As I was reading this book, I began to think about the “conceptual and affective mediation between human and inhuman, animate and inanimate, whether in language, rhetoric, or imagery” (p10). The author kind of lost me at the beginning with the discussion and debates about the definitions of animacy, but throughout the text, I was able to develop a connection. In the introduction, Chen states that, “this book focuses critically on an interest in the animal that hides in animacy, particularly in the interest of its attachment to things like sex, race, class, and dirt” (p11). When people talk about inmates in zoos as if they are animals to be observed, I think that Chen’s discussion of animacy can help us articulate the nuances in these observations with respect to sex, race, and class. 
Prisons in the United States are filled with black and brown bodies. When we continue this rhetoric of “animalistic nature” to talk about marginalized people, we can use Chen’s analysis to talk about the racialized animality. On page 94, Chen discusses J.L. Austin’s model about “the assumption that communication is “normally” goodwilled and relies on the proper positioning of that person delivering the performative” (p94). After reading this passage, I began to think about the positions of people participating in prison tours in relation to the people who are housed in prisons. This human versus inhumane dichotomy expressed in language like this reflects the positions of all actors participating, as well as the power dynamics at play. Not only do these types of comparisons reflect continued images of people of color being inhumane, but they also reinforce the ‘insider vs outsider’ models.
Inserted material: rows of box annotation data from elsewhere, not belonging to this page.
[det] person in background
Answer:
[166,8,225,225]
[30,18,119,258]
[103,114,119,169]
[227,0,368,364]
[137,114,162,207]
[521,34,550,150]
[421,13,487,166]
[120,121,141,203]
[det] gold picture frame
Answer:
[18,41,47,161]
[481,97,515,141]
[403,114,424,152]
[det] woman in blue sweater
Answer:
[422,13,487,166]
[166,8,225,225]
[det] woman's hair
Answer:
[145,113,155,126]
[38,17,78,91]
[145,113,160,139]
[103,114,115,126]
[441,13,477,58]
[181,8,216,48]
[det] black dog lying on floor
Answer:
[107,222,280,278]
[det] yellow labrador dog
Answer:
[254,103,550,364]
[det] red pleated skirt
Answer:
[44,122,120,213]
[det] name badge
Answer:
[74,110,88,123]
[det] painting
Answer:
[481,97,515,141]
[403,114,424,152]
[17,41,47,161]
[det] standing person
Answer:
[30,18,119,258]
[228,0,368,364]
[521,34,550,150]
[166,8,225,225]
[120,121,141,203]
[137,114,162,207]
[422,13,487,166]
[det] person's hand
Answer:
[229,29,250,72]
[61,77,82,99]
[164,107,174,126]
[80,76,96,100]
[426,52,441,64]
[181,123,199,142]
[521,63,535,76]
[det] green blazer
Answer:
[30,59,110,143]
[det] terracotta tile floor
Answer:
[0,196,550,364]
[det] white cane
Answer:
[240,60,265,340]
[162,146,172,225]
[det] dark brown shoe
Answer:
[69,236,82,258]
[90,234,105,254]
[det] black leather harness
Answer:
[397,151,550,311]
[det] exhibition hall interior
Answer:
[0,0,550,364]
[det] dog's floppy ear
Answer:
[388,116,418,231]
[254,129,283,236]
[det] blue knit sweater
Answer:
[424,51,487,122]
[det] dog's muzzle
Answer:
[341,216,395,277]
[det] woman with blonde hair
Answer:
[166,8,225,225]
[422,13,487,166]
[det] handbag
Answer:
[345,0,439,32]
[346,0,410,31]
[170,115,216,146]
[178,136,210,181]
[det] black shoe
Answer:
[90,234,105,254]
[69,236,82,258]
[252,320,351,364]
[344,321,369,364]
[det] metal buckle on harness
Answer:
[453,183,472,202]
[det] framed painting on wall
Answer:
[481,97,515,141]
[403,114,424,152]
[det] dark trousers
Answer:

This model being that those people- “immigrants, people of color, laborers and working-class subjects, colonial subjects, women, queer subjects, disabled people, and animals” (p95)- are not considered human and these power dynamics must be reinforced. 

With a very intense linguistic approach and understanding power dynamics, I can further investigate how often discussions of ‘zoos’ and ‘animalistic nature’ and ‘spectacle’ are discussed in prison tourism literature. Chen’s reading helped to give me a starting point to discuss the racialzed, classed, and gendered articulations of these conversations.